Dice sempre «Prego» (please), che diventa quasi un suo intercalare, poiché è anche molto educato.

Andiamo a conoscere le persone con cui Viktor imbastisce i legami: Gupta, l’uomo delle pulizie indiano (anche lui parla con forte accento straniero) ricercato nel suo Paese per aver ucciso un uomo; Enrique Cruz, che gli porta il cibo degli aerei in cambio di aiuto per conquistare l’agente Torres; Joe Mulroy. E poi c’è Amelia, la hostess da cui Viktor è attratto e che aspetta pazientemente ogni volta che parte per lavoro.

Amelia parla un discreto italiano, è una donna sulla quarantina, ancora molto bella, ma molto infelice perché non riesce a trovare l’uomo giusto, e rifiuta Viktor, pur se commossa dalla delicatezza con cui lui stesso la tratta.

Accetta un invito a cena, sempre nel terminal, e devo dare atto che in questa scena è stata migliorata una frase che sinceramente in italiano stonava. A proposito dell’invenzione dei croissant da parte dei romeni: «Scommetto che nemmeno ai romeni gliene frega un accidente» (I’ll bet the Romanians themselves don’t give a shit)

E comunque la stessa Amelia, malgrado il lavoro faticoso e la sua infelicità, è sempre sorridente, anche se il suo sorriso è più di rassegnazione. E questo si riflette anche nel suo modo di parlare, sempre sobrio (anche se qualche volta sembrerebbe un po’ piatto…)

Sono rimasta perplessa, invece, da una frase di Gupta: Dixon minaccia Viktor, se avesse osato uscire dall’aeroporto, di denunciare i suoi amici per l’aiuto (qualche volta non rispettoso del regolamento) che gli avevano dato; Viktor decide quindi di rinunciare a entrare in New York. Diffusasi questa notizia, Gupta fa un gesto plateale: blocca un aereo sulla pista, armato di uno spazzolone per le pulizie, ben sapendo che questa trasgressione avrebbe avuto come conseguenza il suo rimpatrio.

Lo scambio è questo:

«Io vado a casa. Tu vai a quel paese!» (I’m going home. Get lost).

Credo sia stato fatto un errore di traduzione: “get lost” potrebbe forse significare “sono perduto”, nel senso che con questo atto audace si è rovinato. In questo modo, Gupta libera Viktor dalla responsabilità nei suoi confronti, convincendolo a entrare in città.

Forse con un po’ di accuratezza in più, si sarebbe potuto avere un risultato migliore.

In definitiva, l’adattamento italiano si caratterizza per la semplicità, manca di grosse trovate, ma è comunque molto godibile.
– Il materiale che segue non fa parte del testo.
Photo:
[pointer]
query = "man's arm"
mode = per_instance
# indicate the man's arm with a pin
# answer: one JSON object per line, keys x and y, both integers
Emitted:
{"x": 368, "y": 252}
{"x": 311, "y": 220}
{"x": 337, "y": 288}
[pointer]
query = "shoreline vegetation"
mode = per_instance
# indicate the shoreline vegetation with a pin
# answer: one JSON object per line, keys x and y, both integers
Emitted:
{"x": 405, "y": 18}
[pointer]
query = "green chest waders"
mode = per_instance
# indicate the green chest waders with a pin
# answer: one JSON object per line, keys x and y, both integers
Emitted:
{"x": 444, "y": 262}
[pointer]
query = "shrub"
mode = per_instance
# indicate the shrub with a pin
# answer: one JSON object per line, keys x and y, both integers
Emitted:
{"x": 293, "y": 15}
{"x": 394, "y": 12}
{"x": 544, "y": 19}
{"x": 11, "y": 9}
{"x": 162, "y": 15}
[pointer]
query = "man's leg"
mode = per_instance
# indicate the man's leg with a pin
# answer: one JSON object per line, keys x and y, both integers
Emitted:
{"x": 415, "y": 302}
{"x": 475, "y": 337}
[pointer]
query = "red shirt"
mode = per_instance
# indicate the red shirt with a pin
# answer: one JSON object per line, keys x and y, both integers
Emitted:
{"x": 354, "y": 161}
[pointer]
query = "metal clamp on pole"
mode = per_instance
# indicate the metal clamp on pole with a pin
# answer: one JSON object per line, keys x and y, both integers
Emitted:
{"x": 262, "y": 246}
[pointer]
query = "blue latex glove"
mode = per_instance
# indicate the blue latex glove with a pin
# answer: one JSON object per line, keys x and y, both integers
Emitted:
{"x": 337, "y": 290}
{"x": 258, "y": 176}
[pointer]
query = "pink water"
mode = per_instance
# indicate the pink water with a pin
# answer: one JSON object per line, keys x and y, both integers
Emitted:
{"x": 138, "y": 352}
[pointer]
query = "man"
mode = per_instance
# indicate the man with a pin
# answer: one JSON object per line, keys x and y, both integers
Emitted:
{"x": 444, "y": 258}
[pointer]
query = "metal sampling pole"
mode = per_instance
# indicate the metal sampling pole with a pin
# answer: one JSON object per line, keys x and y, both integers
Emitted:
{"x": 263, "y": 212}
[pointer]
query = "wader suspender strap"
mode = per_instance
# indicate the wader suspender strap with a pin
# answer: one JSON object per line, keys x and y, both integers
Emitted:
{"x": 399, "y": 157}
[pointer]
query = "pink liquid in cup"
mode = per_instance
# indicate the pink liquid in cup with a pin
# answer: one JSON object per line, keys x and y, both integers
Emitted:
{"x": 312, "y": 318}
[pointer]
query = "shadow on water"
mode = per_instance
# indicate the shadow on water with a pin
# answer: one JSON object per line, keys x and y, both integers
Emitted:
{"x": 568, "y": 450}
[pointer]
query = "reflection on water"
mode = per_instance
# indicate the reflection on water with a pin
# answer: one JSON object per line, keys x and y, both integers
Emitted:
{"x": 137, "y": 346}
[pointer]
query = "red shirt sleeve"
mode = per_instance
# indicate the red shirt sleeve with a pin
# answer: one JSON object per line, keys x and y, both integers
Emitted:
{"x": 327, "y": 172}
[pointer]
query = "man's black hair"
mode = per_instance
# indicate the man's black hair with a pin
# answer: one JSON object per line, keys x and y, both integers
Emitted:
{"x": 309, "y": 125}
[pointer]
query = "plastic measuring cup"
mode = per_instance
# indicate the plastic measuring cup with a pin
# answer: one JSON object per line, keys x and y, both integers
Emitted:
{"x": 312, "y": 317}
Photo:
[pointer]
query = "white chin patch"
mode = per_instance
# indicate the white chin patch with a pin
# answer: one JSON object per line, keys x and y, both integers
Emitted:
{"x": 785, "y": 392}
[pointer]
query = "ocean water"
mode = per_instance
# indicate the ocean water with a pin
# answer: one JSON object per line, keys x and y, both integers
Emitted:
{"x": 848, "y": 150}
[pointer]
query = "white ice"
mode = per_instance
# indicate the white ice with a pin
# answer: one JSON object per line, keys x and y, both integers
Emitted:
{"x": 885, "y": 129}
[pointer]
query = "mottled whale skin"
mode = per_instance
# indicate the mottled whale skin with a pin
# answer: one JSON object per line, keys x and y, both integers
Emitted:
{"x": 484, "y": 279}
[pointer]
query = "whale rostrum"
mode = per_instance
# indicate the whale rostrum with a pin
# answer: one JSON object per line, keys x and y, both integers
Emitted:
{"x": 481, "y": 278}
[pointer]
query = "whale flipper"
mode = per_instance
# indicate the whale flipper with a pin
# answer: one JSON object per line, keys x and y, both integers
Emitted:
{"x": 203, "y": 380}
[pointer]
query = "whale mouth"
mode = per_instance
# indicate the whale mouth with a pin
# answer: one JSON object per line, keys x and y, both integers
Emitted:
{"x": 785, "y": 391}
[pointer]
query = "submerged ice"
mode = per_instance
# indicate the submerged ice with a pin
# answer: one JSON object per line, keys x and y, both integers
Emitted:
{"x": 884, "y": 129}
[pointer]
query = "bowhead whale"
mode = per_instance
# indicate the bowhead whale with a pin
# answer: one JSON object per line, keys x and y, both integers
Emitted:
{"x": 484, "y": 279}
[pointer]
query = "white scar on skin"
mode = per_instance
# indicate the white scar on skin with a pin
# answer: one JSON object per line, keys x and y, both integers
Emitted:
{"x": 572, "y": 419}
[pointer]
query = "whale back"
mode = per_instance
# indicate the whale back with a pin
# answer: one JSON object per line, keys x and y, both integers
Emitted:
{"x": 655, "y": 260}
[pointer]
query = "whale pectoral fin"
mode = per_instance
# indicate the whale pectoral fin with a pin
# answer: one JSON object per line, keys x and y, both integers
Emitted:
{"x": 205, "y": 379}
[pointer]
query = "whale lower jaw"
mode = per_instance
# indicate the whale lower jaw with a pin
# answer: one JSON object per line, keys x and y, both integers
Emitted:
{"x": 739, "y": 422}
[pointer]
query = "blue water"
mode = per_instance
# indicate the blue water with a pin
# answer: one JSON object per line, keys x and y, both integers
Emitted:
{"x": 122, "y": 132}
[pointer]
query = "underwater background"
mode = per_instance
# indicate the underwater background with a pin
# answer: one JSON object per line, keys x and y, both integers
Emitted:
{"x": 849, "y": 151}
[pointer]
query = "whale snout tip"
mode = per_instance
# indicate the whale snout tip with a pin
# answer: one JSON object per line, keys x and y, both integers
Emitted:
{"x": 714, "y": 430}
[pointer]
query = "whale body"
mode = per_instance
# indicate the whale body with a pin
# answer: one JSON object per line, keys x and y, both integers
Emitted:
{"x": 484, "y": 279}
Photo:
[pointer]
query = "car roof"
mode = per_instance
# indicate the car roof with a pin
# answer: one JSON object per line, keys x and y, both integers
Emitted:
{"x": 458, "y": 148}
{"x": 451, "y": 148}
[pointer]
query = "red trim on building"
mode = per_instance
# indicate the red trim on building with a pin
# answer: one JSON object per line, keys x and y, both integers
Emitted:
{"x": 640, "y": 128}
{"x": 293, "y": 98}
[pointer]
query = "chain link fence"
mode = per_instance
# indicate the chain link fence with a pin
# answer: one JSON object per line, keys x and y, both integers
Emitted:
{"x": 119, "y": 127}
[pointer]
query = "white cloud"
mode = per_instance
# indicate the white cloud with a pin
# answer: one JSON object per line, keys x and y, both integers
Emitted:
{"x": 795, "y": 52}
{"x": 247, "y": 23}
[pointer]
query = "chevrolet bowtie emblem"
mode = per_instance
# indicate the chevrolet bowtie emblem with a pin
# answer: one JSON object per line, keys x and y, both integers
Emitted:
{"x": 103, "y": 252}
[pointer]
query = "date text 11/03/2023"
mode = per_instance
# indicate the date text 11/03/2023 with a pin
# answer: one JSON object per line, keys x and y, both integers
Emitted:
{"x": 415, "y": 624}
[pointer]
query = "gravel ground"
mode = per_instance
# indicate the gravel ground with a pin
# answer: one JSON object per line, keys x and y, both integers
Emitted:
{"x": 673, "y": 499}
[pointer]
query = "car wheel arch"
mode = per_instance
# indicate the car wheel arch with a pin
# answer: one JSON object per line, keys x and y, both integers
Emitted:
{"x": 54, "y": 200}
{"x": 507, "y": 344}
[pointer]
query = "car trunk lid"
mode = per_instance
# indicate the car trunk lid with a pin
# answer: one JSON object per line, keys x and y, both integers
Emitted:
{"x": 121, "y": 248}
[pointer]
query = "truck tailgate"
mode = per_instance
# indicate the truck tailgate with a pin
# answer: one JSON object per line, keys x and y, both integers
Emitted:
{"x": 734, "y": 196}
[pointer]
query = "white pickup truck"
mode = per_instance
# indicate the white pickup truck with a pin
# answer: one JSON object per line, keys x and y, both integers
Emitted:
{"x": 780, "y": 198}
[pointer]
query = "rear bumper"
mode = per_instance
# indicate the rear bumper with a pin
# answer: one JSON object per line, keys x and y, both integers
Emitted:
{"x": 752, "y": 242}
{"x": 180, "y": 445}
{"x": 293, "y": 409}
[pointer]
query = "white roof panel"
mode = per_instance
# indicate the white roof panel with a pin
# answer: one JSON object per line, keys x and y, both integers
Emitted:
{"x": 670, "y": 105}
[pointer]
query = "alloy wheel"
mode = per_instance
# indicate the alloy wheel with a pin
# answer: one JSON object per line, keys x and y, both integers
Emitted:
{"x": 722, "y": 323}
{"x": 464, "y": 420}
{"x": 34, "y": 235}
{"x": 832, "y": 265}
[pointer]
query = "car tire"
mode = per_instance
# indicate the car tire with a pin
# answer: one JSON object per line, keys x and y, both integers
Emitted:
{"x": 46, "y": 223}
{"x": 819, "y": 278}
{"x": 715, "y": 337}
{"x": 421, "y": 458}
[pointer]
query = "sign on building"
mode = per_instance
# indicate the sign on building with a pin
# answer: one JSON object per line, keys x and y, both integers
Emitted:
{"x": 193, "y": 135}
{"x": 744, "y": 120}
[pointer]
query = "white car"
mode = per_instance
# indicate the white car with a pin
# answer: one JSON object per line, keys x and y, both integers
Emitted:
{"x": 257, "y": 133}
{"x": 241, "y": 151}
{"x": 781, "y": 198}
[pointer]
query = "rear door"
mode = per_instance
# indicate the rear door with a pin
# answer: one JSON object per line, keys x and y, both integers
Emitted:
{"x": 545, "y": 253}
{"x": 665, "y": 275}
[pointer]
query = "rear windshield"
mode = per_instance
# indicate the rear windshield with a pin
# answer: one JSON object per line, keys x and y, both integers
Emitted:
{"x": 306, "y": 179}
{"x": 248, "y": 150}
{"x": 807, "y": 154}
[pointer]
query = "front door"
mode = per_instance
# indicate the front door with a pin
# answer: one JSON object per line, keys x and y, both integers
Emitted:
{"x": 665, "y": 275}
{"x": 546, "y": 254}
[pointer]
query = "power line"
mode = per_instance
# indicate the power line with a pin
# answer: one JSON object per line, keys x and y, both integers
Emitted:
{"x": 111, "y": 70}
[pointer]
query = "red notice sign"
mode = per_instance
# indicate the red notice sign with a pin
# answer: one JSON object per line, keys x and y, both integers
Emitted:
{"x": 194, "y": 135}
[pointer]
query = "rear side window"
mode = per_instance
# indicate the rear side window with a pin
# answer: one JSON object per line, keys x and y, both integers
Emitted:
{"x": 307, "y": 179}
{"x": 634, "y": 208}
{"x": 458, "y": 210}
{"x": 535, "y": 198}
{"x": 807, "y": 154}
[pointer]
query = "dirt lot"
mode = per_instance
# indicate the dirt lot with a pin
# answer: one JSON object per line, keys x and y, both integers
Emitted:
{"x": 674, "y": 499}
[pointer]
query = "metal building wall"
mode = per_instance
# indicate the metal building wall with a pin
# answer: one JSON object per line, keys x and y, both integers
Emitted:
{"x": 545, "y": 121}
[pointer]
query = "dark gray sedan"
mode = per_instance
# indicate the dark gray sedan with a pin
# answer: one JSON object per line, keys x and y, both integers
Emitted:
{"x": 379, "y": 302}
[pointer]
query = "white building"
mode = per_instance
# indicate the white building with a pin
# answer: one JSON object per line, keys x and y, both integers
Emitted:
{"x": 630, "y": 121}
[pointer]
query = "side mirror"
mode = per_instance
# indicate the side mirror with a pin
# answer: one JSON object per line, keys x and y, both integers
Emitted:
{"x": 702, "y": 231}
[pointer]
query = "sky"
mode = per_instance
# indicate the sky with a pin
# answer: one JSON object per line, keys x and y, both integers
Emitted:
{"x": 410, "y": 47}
Tom Hanks è stato doppiato con grande professionalità: non solo la sua voce è sempre pacata, rispondente alle aspettative di chi ha visto l’originale, ma la sua bravura diventa evidente se riflettiamo sullo sforzo di rendere un personaggio che sta imparando gradualmente a parlare una lingua straniera. All’inizio del suo “apprendistato” Viktor ha un forte accento dell’Europa dell’est, che non scomparirà mai ma che diminuirà gradualmente aumentando la sua permanenza in territorio americano. Credo che un lavoro di questo tipo, se fatto bene come in questo caso, non possa essere improvvisato.

Molto buono anche Dixon, che riesce a dosare bene aggressività, autorevolezza, e alla fine, nel lasciar andare via Viktor (finalmente!), riesce anche ad apparire simpatico.

Buone le interpretazioni degli altri.